2. Request file metadata with `dlink=1`.
3. Fetch `dlink&access_token=<token>` using `User-Agent: pan.baidu.com`.
4. Respect `302` redirects, `Range` for resume, and the documented 8-hour dlink lifetime.
Because browsers cannot safely set the required `User-Agent` and current UniDesk proxy cannot stream large binary responses, the backend should download to staging storage in v1. Browser download can be offered later via a binary streaming proxy endpoint or a backend-owned short-lived internal file endpoint if the gateway/core are upgraded to stream bytes safely.
## Third-Party Technology Options
1. Official API in custom backend (recommended for v1)
- Best fit for UniDesk security and UI conventions.
- Precise control over token rotation, path sandboxing, transfer jobs and PostgreSQL persistence.
- Needs implementation of multipart upload/download resume, but the API flow is straightforward.
2. AList as a sidecar or reference implementation
- AList already has a Baidu Netdisk driver and supports storage mounting through its own server.
- Useful if we want WebDAV-like access or want to validate behavior quickly.

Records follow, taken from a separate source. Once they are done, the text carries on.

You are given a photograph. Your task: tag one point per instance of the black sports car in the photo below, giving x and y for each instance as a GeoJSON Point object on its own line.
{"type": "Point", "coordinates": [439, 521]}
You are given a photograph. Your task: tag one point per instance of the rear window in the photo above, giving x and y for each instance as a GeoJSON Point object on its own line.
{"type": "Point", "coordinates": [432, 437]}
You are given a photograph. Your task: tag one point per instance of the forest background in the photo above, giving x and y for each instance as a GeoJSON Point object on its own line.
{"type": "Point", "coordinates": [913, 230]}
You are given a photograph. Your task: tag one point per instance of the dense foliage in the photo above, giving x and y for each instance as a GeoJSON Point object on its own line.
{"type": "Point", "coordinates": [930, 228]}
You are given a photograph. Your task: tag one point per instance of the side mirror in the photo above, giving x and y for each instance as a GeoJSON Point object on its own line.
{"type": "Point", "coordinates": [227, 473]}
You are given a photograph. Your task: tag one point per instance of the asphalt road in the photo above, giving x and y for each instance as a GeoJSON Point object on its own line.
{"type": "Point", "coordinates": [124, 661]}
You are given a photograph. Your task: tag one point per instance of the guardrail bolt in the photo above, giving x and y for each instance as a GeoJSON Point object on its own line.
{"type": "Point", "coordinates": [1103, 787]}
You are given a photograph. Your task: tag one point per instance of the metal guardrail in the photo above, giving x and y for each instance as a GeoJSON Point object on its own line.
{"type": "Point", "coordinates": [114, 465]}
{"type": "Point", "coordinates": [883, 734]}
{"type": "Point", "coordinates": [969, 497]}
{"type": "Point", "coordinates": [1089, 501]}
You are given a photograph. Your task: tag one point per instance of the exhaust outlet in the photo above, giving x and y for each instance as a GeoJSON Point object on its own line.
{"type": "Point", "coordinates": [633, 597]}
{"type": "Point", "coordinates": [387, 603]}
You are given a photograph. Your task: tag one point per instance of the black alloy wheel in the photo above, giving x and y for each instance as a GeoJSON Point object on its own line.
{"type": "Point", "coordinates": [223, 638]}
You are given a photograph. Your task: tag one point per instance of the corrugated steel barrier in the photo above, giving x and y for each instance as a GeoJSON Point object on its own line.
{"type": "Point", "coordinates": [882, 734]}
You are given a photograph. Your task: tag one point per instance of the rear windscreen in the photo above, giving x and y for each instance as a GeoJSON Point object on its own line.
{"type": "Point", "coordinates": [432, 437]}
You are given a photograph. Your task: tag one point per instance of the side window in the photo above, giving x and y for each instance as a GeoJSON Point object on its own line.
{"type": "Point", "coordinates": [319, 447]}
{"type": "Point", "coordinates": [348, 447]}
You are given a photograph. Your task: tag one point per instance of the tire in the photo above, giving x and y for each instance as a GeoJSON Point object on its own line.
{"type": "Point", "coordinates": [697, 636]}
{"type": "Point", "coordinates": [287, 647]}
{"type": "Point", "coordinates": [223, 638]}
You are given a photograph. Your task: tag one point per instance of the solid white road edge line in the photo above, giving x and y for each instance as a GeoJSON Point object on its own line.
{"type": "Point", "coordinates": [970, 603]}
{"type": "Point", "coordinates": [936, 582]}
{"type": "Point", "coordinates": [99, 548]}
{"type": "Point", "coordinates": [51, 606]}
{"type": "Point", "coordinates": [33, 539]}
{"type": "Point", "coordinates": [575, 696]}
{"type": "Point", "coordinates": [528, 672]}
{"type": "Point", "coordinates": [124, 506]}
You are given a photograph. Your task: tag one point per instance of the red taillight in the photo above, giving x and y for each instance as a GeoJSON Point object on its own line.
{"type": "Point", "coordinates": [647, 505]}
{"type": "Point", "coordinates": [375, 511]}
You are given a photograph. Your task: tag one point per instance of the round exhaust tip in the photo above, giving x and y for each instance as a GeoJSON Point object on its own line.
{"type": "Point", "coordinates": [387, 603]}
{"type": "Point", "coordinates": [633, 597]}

- Treat it as an internal sidecar behind the `baidu-netdisk` backend; do not expose AList WebUI as the UniDesk frontend.
- Watch license/upgrade/security posture before embedding it into production.
3. bypy as a Python worker
- Good for app-folder upload/download automation and quick scripts.
- Can run in a worker container for batch operations if we accept Python dependency and app-folder assumptions.
- Less ideal as the primary service API because UniDesk still needs its own auth state, job model and structured frontend.
4. BaiduPCS-Go as a worker
- Strong CLI for batch transfers and resume behavior.
- Could be invoked from the service for jobs after controlled login/config injection.
- Avoid making CLI config files the credential authority; PostgreSQL should remain authoritative.
5. Unofficial or cracked web APIs
- Avoid. They are unstable, hard to validate, and may violate Baidu terms or trigger account risk controls.
## Proposed User Service Contract
### Backend APIs
Expose a pure JSON control API first:
- `GET /health`: service, storage, auth, queue and Baidu API reachability summary.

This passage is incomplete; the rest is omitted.